Because of the time in which it was made, The Blob relies solely on practical and in-camera effects, only resorting to opticals for a couple scenes. (They've been trying to get a new version of The Blob off the ground for years, and once it arrives, I can only imagine the absurd amount of CGI that will be sliming across silver screens everywhere.) To tell someone who's never seen it that a space-foreign (or is it???) slime begins to suck people into itself, where it strips flesh from their bones and causes the blob to increase in size and oh by the way it's actually scary at times—the end of that conversation doesn't bode well. Because of its concept, and because it’s an ‘80s flick, it’s easy to think that The Blob is a light, silly, and inconsequential good time, but it actually has a lot in common with John Carpenter’s The Thing, in that it goes for the throat in unexpected ways and highlights some pretty grisly practical effects. The Blob not only manages to work just with its concept, but in spite of it; it also has no qualms in breaking some serious horror-film taboos. It eats a kid! A kid! Take that, kid!

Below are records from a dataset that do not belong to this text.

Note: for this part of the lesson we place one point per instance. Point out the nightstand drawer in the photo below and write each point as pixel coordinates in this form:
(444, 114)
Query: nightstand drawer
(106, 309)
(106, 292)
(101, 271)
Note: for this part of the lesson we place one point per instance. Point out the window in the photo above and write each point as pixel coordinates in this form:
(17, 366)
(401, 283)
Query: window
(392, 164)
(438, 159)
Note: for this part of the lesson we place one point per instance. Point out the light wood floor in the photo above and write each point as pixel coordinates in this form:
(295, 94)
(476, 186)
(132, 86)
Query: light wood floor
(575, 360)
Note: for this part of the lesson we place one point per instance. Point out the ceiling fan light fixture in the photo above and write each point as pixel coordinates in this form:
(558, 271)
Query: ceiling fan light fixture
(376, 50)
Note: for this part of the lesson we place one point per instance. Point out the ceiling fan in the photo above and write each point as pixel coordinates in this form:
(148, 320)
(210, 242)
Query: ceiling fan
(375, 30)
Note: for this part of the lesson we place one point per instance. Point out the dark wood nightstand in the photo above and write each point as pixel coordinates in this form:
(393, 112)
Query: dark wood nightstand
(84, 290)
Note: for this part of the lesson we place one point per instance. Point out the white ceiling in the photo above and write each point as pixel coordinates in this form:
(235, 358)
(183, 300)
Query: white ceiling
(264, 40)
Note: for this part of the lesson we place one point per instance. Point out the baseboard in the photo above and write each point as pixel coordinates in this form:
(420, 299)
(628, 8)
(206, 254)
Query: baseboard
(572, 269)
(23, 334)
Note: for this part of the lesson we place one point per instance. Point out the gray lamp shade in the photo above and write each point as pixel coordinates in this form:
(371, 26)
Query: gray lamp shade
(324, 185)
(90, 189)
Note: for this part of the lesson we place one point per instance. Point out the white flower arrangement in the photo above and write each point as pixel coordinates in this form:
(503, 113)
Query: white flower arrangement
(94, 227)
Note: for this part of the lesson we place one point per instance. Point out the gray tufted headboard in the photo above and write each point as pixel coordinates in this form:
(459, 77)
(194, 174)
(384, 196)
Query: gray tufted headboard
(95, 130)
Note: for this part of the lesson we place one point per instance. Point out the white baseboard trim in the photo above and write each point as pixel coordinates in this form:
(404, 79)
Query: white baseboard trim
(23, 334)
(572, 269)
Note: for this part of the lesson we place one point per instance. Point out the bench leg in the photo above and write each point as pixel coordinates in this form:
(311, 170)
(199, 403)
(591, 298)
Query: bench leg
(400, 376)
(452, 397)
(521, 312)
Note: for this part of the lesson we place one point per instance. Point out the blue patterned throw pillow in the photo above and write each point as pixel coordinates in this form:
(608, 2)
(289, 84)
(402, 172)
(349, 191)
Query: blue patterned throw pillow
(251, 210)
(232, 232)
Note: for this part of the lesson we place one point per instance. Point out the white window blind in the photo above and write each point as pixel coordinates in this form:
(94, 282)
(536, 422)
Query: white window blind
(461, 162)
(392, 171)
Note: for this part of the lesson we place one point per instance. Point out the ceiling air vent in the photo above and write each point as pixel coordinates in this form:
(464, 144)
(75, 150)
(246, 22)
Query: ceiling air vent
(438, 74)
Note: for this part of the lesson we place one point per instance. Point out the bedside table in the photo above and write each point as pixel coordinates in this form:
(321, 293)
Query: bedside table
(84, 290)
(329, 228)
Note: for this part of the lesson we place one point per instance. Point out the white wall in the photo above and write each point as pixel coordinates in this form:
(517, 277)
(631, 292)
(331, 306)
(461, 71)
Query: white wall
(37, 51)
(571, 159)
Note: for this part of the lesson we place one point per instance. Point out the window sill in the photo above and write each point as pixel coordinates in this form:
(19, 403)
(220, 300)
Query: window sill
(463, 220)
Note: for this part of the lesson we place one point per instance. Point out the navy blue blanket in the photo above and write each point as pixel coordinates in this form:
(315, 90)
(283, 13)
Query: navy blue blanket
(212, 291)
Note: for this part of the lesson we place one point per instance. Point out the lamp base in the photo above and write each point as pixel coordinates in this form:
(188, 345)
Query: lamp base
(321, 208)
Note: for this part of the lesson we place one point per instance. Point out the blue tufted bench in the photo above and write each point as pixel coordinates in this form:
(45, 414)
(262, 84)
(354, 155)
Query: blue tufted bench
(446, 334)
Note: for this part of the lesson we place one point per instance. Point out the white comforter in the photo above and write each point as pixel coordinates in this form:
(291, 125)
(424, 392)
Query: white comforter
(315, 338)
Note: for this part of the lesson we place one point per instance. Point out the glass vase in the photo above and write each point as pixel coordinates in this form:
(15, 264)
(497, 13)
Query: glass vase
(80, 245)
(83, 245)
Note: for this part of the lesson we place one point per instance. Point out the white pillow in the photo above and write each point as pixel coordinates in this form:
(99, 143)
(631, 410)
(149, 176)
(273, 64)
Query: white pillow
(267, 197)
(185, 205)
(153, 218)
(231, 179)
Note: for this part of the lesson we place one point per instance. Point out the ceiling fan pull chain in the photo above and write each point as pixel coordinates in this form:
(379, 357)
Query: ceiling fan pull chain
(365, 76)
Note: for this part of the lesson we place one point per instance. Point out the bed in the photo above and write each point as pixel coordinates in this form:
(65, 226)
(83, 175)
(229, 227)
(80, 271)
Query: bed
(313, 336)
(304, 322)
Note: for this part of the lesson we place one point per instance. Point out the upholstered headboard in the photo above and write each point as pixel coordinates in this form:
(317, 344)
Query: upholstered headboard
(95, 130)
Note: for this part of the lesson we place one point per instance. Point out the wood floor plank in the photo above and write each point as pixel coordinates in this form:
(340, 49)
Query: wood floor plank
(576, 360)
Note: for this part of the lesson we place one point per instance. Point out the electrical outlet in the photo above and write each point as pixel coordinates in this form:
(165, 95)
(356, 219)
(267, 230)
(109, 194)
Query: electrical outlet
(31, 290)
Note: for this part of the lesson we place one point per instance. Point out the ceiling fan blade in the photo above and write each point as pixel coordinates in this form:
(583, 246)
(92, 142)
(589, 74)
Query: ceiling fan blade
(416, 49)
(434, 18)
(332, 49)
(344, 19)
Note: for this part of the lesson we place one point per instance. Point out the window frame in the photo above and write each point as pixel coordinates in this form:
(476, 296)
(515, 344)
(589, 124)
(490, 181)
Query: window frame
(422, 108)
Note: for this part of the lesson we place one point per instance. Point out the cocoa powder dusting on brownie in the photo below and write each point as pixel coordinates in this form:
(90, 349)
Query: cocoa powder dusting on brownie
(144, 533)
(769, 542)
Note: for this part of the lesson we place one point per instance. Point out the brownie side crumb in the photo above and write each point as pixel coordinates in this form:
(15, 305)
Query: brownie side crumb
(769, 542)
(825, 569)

A wonderful cast of character actors fill the background, including a regular of Frank Darabont (co-writer on The Blob) named Jeffrey DeMunn, who appeared in both The Shawshank Redemption as the lawyer who sends Andy Dufresne to his fate, and one of the guards in The Green Mile. Oh, he also played Dale in The Walking Dead. Perhaps you've heard of it. And perhaps you knew he'd been acting for thirty years before he played a filthy man in a bucket hat for which he'll now always be known (on Twitter). (Bitter hipster fan-boy rant over.)

The Blob is a classic. It's rare to say that a remake of something is a classic, and also bests the original. But this edition of The Blob is, and has.